Know all by these presents, that the undersigned hereby constitutes and appoints
each of Charles H. Protell, Sean T. Higgins and Phyllis Gilland, signing singly,
with full power of substitution, as the undersigned's true and lawful
attorney-in-fact to:

(1) prepare, execute in the undersigned's name and on the undersigned's behalf,
and submit to the U.S. Securities and Exchange Commission (the "SEC") a Form ID,
including amendments thereto, and any other documents necessary or appropriate
to obtain codes and passwords enabling the undersigned to make electronic
filings with the SEC of reports required by Section 16(a) of the Securities
Exchange Act of 1934 or any rule or regulation of the SEC;

(2) execute for and on behalf of the undersigned, in the undersigned's capacity
as an officer and/or director of Golden Entertainment, Inc., a Minnesota
corporation (the "Company"), and/or 10% holder of the Company's capital stock,
Forms 3, 4 and 5 and any amendments thereto in accordance with Section 16(a) of
the Securities Exchange Act of 1934 and the rules thereunder, and any other
forms or reports the undersigned may be required to file in connection with the
undersigned's ownership, acquisition or disposition of securities of the
Company;

(3) do and perform any and all acts for and on behalf of the undersigned which
may be necessary or desirable to complete and execute any such Form 3, 4 or 5,
or other form or report, or to complete and execute any amendment or amendments
thereto, and timely file such form or report with the SEC and any stock exchange
or similar authority; and

(4) take any other action of any type whatsoever in connection with the
foregoing which, in the opinion of such attorney-in-fact, may be of benefit to,
in the best interest of, or legally required by, the undersigned, it being
understood that the documents executed by such attorney-in-fact on behalf of the
undersigned pursuant to this Power of Attorney shall be in such form and shall
contain such terms and conditions as such attorney-in-fact may approve in such
attorney-in-fact's discretion.

The undersigned hereby grants to each such attorney-in-fact full power and
authority to do and perform any and every act and thing whatsoever requisite,
necessary or proper to be done in the exercise of any of the rights and powers
herein granted, as fully to all intents and purposes as the undersigned might or
could do if personally present, with full power of substitution or revocation,
hereby ratifying and confirming all that such attorney-in-fact, or such
attorney-in-fact's substitute or substitutes, shall lawfully do or cause to be
done by virtue of this power of attorney and the rights and powers herein
granted. The undersigned acknowledges that the foregoing attorneys-in-fact, in
serving in such capacity at the request of the undersigned, are not assuming,
nor is the Company assuming, any of the undersigned's responsibilities to comply
with Section 16 of the Securities Exchange Act of 1934.

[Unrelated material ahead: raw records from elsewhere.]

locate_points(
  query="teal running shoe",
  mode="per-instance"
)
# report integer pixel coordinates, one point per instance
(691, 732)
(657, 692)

This Power of Attorney shall remain in full force and effect until the
undersigned is no longer required to file Forms 3, 4 and 5 with respect to the
undersigned's holdings of and transactions in securities issued by the Company,
unless earlier revoked by the undersigned in a signed writing delivered to the
foregoing attorneys-in-fact.

IN WITNESS WHEREOF, the undersigned has caused this Power of Attorney to be
executed as of this 14th day of March, 2018.